I saw ironweed, tickseed, and a couple others, but not really this.
Pleaes help!
I'm sorry it's a little blurry. I was trying to zoom it enough to get the details for ya.


----------



## Tiempo (May 22, 2008)

Buttercups?


----------



## motdaugrnds (Jul 3, 2002)

Looks like buttercups to me.


----------



## bee (May 12, 2002)

can't see the leaf very well but disect one of the flowers and see if there are only 5 divided petals..you may have creeping cinquefoil.

Buttercups(ranunculus) bloom in the spring.


----------



## motdaugrnds (Jul 3, 2002)

Bee is correct about Buttercups blooming in the spring. I have not seen any of ours in bloom since late summer.

I could not see the petals on your flowers enough to tell if they are divided or not to identify it as the creeping cinquefoil and the leaves look different too.


----------



## partndn (Jun 18, 2009)

Ok, did more googling. Not the cinquefoil apparently. But thank you for suggesting.
I'm trying one more time here to try to get you better view of the petals. Unfortunately, I don't have these with me now.
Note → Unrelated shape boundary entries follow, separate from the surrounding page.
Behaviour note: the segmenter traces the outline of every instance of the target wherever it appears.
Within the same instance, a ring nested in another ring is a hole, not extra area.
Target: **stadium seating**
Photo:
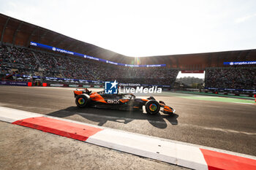
[[[54,55],[25,48],[1,47],[1,74],[39,75],[86,80],[146,85],[172,85],[178,70],[167,68],[130,68],[83,58]]]
[[[253,67],[206,69],[206,87],[256,89],[256,69]]]

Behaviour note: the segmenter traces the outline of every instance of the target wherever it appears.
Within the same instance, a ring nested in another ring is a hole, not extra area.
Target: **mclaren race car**
[[[87,88],[74,90],[75,104],[78,107],[97,107],[118,110],[143,110],[145,106],[148,114],[157,114],[162,108],[163,113],[173,114],[175,109],[166,106],[162,101],[159,102],[151,96],[147,99],[136,98],[132,93],[106,94],[104,90],[91,93]]]

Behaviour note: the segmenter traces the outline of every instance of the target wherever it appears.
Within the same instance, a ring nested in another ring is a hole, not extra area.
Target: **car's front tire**
[[[89,96],[88,95],[78,95],[75,98],[75,104],[78,107],[80,108],[86,107],[89,101],[90,96]]]
[[[159,113],[160,104],[155,100],[150,100],[146,103],[145,108],[148,114],[155,115]]]

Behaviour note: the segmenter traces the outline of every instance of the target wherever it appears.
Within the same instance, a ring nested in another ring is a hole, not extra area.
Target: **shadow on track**
[[[178,125],[177,118],[178,117],[178,115],[176,114],[172,115],[161,115],[160,113],[148,115],[145,112],[140,111],[120,111],[97,108],[81,109],[77,107],[69,107],[64,109],[48,114],[48,115],[58,117],[66,117],[74,115],[97,122],[98,125],[103,125],[108,121],[127,124],[134,120],[147,120],[150,124],[158,128],[165,128],[167,127],[167,125],[165,120],[173,125]],[[83,120],[76,119],[75,120],[83,122]]]

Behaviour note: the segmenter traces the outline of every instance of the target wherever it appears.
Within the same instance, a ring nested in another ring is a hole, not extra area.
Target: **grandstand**
[[[224,62],[256,61],[256,50],[198,54],[125,56],[61,34],[0,15],[0,69],[1,79],[17,80],[34,76],[64,81],[104,82],[171,87],[180,70],[205,70],[206,88],[256,89],[256,71],[252,65],[226,66]],[[129,67],[60,53],[30,45],[31,42],[56,47],[94,58],[124,64],[166,64],[165,67]],[[18,76],[17,76],[18,75]],[[31,79],[28,79],[31,80]]]

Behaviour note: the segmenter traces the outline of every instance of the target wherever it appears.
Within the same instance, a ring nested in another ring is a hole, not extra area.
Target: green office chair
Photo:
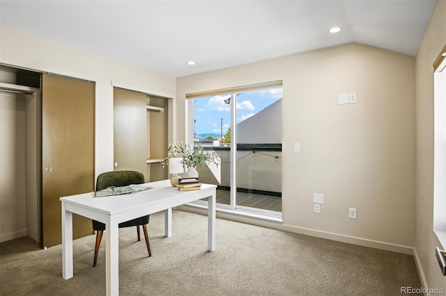
[[[110,186],[126,186],[130,184],[141,184],[146,183],[144,175],[139,172],[134,171],[114,171],[102,173],[98,176],[96,181],[96,191],[105,189]],[[139,225],[142,226],[146,237],[146,245],[148,256],[152,256],[151,252],[151,245],[148,242],[148,235],[147,234],[147,224],[148,224],[150,215],[141,217],[130,221],[127,221],[119,224],[119,228],[130,227],[136,226],[138,233],[138,241],[141,240],[139,237]],[[100,245],[100,240],[105,230],[105,224],[98,221],[93,220],[93,229],[96,231],[96,245],[95,246],[95,258],[93,266],[96,266],[98,261],[98,252]]]

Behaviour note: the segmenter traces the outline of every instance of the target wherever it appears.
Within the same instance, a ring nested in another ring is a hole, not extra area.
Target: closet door
[[[43,247],[61,244],[59,197],[94,189],[93,83],[43,74],[42,81]],[[73,215],[73,238],[93,233]]]
[[[147,180],[147,95],[114,90],[115,170],[141,172]]]

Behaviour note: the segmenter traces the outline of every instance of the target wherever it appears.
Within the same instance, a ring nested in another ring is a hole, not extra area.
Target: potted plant
[[[167,157],[161,161],[161,165],[164,167],[169,163],[169,158],[179,157],[182,158],[182,163],[187,167],[187,177],[198,177],[197,165],[208,166],[209,163],[216,163],[219,156],[215,151],[205,151],[199,145],[192,145],[178,142],[176,145],[169,145]]]

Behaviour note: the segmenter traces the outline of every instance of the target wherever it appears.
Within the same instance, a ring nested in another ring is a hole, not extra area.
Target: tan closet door
[[[95,84],[44,74],[42,85],[43,247],[61,244],[59,197],[94,189]],[[93,233],[73,215],[73,238]]]
[[[147,95],[115,88],[114,104],[114,170],[137,170],[147,179]]]

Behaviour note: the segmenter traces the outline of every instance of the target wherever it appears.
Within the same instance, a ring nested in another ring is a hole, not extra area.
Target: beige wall
[[[175,79],[0,26],[0,63],[95,81],[95,174],[113,170],[113,85],[174,97]]]
[[[176,81],[173,77],[4,26],[0,26],[0,63],[95,82],[96,176],[101,172],[113,170],[114,168],[113,86],[143,91],[161,97],[174,97]],[[4,122],[5,120],[6,119],[2,119],[1,122]],[[21,144],[20,147],[22,150],[23,145]],[[13,148],[12,151],[15,151]],[[12,153],[8,155],[9,157],[14,157]],[[3,159],[4,154],[1,156]],[[24,163],[24,159],[23,157],[20,159],[21,162],[18,164],[24,166],[24,163]],[[0,169],[0,175],[10,176],[8,172],[10,172],[9,169],[11,166],[14,167],[14,165]],[[10,178],[3,179],[10,180]],[[14,206],[15,215],[12,217],[2,217],[0,238],[15,238],[26,233],[29,236],[38,238],[37,235],[31,234],[36,231],[31,232],[29,224],[26,229],[24,227],[24,192],[21,193],[20,199],[17,199],[21,204]],[[10,205],[15,205],[17,202],[14,197],[10,195],[1,195],[2,207],[7,204],[8,207],[5,208],[13,208]],[[29,204],[26,202],[26,206]],[[34,206],[36,208],[37,206]],[[28,221],[32,221],[31,225],[36,227],[37,213],[26,213],[26,217]],[[3,223],[8,217],[10,219],[8,220],[8,223]]]
[[[446,1],[438,1],[416,59],[417,193],[415,249],[428,288],[446,290],[435,248],[441,245],[432,231],[433,211],[433,67],[446,44]],[[443,246],[446,248],[445,246]]]
[[[412,254],[415,59],[348,44],[178,79],[178,138],[185,94],[277,80],[284,223],[268,226]],[[345,92],[356,92],[357,104],[338,105]],[[321,214],[314,192],[324,195]]]

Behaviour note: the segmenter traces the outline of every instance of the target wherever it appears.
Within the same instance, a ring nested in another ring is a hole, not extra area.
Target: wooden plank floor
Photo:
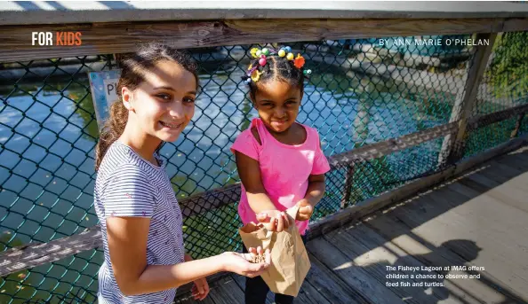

I put them in a church arrangement for today.


----------



## motdaugrnds (Jul 3, 2002)

I still cannot find it on the net; but your arrangement is beautiful!


----------



## partndn (Jun 18, 2009)

Awww... thank you.
Most times the "free" part is what makes it turn out just right. :grin:


----------



## Danaus29 (Sep 12, 2005)

From what little I can see of the leaves I would suggest a coreopsis of some type.


----------



## mammabooh (Sep 1, 2004)

It sure looks like Jerusalem Artichoke, but those are usually much bigger.


----------



## Vickie44 (Jul 27, 2010)

I was also going to say coreopsis ~ Vickie


----------



## charliesbugs (Feb 25, 2007)

google maximillian sunflower....We have them and they are blooming now.


----------



## Ravenlost (Jul 20, 2004)

Vickie44 said:


> I was also going to say coreopsis ~ Vickie


Me too...otherwise known as tickweed.


----------